As a comparison, we also run Lasso + CV on the same dataset, for which a total of 140 genes are identified. Five of the seven genes identified by Knockoff + mboost are also identified by Lasso + CV. The two genes not identified by Lasso + CV are KRT14 and LOC100240735. Given the high false discovery rates of Lasso + CV in simulations (top-left panel of Figure 1), we expect a large proportion of these 140 genes to be false positives.

Furthermore, to demonstrate the performance of our approach in non-Gaussian data, we randomly pick 500 genes and assign 10 random genes among them to be truly associated genes with the remaining 490 genes to be null genes. We then randomly assign coefficients for the 10 truly associated genes by sampling from $Uniform(1,5)$ with a random sign. To make the problem even more challenging and to demonstrate the ability of our approach working with non-quantitative data, we dichotomize the resulting linear predictor $Y={\sum }_{j=1}^p{X}_j{\beta }_j$ at the median of its distribution so that the outcomes are binary (i.e., two groups of equal sizes). After running Knockoff + mboost at a target FDR level of 20%, a total of seven genes are identified, with five true positives and two false positives, which corresponds to an FDP of 28.6% and a statistical power of 50%.

4. Discussion

An advantage of our method is that no prior specification of the type of association (i.e., linear or non-linear) is needed, which is usually unknown for a given dataset. The knockoff construction algorithm in [16] is based on Gaussian assumption. Nevertheless, it seems robust for non-Gaussian data in our experiments. We also present a knockoff construction algorithm which does not require the Gaussian assumption in case such assumption is severely violated.

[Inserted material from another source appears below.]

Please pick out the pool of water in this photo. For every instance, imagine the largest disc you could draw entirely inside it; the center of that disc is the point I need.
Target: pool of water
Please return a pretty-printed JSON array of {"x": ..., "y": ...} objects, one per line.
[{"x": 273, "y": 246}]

The statistical power depends both on the statistic being used and the correlation structure among covariates, which was also noted in [16]. As the correlation among covariates increases, the statistical power decreases. Therefore, a future research direction may be developing methods for the detection of highly correlated gene clusters that are associated with the outcome of interest. Furthermore, due to the high computational cost of building the knockoff variables, right now we can only practically use our method with up to around 5000 pre-selected genes. Thus, developing more efficient computational algorithms for building knockoff variables may be another future research direction.

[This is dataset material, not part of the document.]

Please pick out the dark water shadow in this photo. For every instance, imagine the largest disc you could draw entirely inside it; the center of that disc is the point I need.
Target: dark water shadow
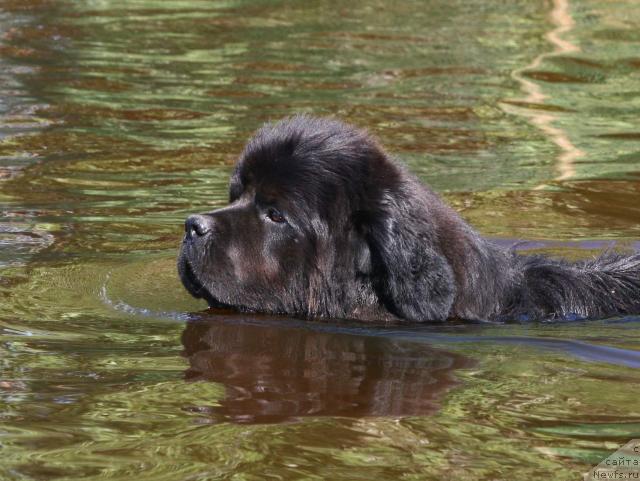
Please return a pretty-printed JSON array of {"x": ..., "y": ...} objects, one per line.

The datasets and R programs for producing the results in this paper are available at http://www-personal.umich.edu/~jianghui/knockoff/.

5. Conclusions

The results in this paper demonstrate that our proposed approach can provide reliable false discovery rate control for variable selection in various statistical models. Such rigorous false discovery rate control is crucial for improving replicability of the findings and avoiding wasting resources for attempts to validate false discoveries. With additional enhancements, our method offers a promising avenue to identify reliable gene markers in cancer studies.